Mário Macedo: “A luta dos enfermeiros ingleses é muito semelhante à nossa”, “poderíamos falar mais uns com os outros”

23 de Dezembro 2022

Num ato de solidariedade para com os colegas do Reino Unido, que fizeram greve nacional pela primeira vez em 74 anos, 125 enfermeiros portugueses assinaram uma carta aberta, relembrando os compatriotas naquele país e a semelhança com a realidade portuguesa.

“Nos passados dias 15 e 20 de dezembro, os enfermeiros e enfermeiras do Reino Unido fizeram a sua primeira greve nacional em 74 anos de história do Serviço Nacional de Saúde (NHS), em resposta a mais de uma década de desinvestimento no serviço público e à perda real do poder de compra. Apoiados pelas suas comunidades, centenas de milhares de profissionais aderiram aos protestos, transformando-os nos maiores de sempre no país”, começa por contextualizar a carta.

“Apoiamos a sua luta por uma profissão que não seja desvalorizada nem obrigada a trabalhar em risco, reconhecendo que na base destas exigências está a defesa do direito de cidadãos e cidadãs ao acesso a cuidados seguros e de qualidade”, declaram os enfermeiros.

A carta continua com os motivos desta histórica paragem, que “não nos são distantes”: “todos os dias sentimos os efeitos nefastos de décadas de escassez de investimento no serviço público de saúde, da desadequação dos rácios enfermeiro/utente ou da perda salarial, que por cá atinge uns impressionantes 20%, ou da falta de uma carreira adequada à responsabilidade e risco desta profissão.
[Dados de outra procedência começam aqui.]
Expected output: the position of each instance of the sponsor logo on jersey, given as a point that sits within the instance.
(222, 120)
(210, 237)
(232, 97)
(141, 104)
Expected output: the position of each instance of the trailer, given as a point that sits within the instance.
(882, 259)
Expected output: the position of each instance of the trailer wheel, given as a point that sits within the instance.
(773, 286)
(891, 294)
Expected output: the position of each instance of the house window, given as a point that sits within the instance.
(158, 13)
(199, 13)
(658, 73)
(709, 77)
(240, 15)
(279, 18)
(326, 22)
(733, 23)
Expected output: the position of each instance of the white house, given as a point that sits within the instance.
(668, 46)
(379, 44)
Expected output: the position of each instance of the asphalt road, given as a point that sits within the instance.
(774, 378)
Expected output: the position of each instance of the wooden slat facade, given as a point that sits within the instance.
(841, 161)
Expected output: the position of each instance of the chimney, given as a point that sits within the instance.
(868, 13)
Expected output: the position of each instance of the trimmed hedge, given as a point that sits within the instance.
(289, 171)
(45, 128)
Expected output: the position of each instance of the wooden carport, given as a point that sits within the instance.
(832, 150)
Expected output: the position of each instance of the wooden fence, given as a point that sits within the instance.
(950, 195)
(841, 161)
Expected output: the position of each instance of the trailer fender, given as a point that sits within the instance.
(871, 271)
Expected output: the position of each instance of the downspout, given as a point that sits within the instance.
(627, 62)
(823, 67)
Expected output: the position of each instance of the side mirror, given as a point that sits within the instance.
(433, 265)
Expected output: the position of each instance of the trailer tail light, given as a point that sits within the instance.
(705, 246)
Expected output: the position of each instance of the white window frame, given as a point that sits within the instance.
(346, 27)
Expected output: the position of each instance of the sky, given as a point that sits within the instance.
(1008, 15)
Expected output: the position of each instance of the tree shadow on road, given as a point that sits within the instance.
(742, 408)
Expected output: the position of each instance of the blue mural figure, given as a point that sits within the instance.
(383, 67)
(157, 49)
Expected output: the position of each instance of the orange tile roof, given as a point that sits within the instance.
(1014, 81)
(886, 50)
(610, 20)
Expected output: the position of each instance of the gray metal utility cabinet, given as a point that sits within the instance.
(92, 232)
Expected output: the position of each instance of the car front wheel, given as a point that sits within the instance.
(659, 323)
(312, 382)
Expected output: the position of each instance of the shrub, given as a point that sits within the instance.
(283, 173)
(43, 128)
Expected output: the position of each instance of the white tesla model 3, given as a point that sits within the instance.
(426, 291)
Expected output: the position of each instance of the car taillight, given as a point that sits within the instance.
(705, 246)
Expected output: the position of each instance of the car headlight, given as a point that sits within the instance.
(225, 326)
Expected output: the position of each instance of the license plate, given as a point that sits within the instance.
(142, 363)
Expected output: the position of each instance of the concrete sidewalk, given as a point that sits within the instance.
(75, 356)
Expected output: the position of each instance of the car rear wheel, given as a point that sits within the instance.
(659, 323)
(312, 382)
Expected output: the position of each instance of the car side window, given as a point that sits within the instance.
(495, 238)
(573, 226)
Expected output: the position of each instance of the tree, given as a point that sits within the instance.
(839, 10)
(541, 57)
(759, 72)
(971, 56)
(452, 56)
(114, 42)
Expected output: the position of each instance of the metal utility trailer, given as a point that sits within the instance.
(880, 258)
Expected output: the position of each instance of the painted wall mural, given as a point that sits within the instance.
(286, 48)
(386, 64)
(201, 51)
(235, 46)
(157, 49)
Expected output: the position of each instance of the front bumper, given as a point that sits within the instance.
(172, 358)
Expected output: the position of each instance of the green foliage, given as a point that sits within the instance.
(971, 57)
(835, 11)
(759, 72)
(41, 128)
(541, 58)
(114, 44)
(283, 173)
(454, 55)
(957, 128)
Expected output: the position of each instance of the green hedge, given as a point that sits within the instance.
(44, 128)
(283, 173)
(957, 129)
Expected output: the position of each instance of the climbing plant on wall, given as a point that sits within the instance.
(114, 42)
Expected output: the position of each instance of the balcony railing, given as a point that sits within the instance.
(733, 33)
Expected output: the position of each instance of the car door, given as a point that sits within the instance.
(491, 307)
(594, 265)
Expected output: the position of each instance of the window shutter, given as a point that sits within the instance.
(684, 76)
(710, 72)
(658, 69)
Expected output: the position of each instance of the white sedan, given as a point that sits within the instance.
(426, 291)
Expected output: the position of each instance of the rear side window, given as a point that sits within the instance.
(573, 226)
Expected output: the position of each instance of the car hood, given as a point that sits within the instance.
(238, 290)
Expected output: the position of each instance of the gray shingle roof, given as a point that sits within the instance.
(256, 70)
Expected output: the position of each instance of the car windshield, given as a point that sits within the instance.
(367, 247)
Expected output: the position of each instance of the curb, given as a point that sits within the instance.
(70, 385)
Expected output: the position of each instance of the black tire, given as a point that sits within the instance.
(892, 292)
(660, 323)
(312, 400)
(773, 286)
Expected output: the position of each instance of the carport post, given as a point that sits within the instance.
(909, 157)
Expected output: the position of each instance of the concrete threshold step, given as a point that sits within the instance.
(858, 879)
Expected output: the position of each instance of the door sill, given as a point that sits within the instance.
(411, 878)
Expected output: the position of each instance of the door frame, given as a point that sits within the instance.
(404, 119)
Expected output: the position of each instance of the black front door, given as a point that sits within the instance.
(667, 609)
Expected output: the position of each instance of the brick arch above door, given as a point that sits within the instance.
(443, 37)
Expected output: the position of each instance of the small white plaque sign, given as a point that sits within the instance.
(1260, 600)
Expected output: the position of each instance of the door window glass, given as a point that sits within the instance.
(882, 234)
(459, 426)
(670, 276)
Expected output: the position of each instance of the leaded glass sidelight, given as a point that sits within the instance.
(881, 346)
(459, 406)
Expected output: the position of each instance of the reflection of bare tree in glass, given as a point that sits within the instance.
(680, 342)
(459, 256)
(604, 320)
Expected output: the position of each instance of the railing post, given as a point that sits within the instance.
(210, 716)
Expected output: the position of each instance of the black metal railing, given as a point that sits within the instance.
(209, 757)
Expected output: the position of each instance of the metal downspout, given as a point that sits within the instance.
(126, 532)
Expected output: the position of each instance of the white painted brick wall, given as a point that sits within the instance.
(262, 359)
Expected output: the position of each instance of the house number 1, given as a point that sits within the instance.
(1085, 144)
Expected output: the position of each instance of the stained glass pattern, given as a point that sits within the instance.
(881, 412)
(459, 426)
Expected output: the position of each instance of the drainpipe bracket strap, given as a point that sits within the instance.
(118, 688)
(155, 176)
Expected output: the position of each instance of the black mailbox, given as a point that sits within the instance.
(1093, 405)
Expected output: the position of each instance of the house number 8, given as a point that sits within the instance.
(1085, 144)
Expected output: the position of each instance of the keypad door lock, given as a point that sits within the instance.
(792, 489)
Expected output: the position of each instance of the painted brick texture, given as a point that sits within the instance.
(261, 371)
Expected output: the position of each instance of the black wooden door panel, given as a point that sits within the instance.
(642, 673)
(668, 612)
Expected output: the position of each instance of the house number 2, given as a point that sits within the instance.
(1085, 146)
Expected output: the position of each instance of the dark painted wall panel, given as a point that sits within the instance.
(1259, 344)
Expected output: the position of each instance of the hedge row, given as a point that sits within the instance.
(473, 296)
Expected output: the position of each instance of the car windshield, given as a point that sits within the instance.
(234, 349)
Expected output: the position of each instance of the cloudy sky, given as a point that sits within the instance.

Todos e todas nós subscrevemos a necessidade e a urgência de mobilização, reforço e otimização da intervenção dos enfermeiros e enfermeiras para salvar o SNS.”

Os enfermeiros portugueses querem “trabalhar com segurança e dignidade” e alertam que as suas carreiras “têm de ser revistas”, e “as progressões deixar de ser uma miragem”. “Merecemos mais condições para conciliar a nossa profissão com a vida familiar”, afirmam.

“Em Portugal, tal como no Reino Unido, a enfermagem pode ser um poderoso agente de mudança e evolução do SNS, dando um contributo essencial para aumentar a acessibilidade aos cuidados de saúde. Assim haja vontade política de promover as mudanças necessárias”, concluem.

O enfermeiro Mário André Macedo, um dos subscritores da carta aberta de solidariedade, explicou ao HealthNews que “a luta dos enfermeiros ingleses é muito semelhante à nossa e, para quem conhece até a realidade dos enfermeiros da Finlândia, da República Checa ou em Itália, também há muitos pontos de contacto, o que nos deveria levar a pensar que poderíamos falar mais uns com os outros, porque muitos dos problemas que nós temos em Portugal são semelhantes aos problemas que os nossos colegas em Itália, na Grécia ou em Inglaterra têm”.

“Por outro lado, ao fazer este paralelo com a nossa realidade, também serve como uma chamada de atenção e um pedido de ajuda, e termina a lembrar o papel que a enfermagem tem enquanto motor da evolução, não só do SNS, mas também do sistema de saúde como um todo, e que a enfermagem também é um dos determinantes ao acesso a cuidados de saúde de qualidade”, acrescenta o profissional de saúde.

A curto prazo, Mário Macedo gostaria que se olhasse para os profissionais de saúde como “agentes da mudança do SNS” e que estas profissões fossem “valorizadas pelo menos ao nível a que estavam há 10 anos”.

Num desabafo não contra os médicos, “antes pelo contrário”, mas porque “Portugal é dos países onde a prestação de cuidados está mais centrada na parte médica”, o enfermeiro disse-nos também que considera importante haver uma melhor distribuição das tarefas na saúde.

“Eu acredito mesmo que nós estando unidos é que prestamos o melhor serviço ao cidadão, mas esta união também tem de se refletir naquilo que cada profissão está a fazer, e a verdade é que em Portugal recaem demasiadas tarefas sobre os médicos e poucas sobre a enfermagem. Eu estou a dizer enfermagem porque sou enfermeiro, mas poderíamos alargar aqui a técnicos e a farmacêuticos. Se nós distribuíssemos melhor este tipo de tarefas, não só as profissões sairiam valorizadas, como o cidadão ganharia imenso com isto”, defende o enfermeiro.

Além de dezenas de enfermeiros envolvidos na prestação de cuidados nos setores público, privado e social, assinaram a carta aberta dirigentes e ex. dirigentes dos três maiores sindicatos de enfermagem, responsáveis da Ordem dos Enfermeiros que exerceram funções em diferentes direções, membros da academia e chefias intermédias.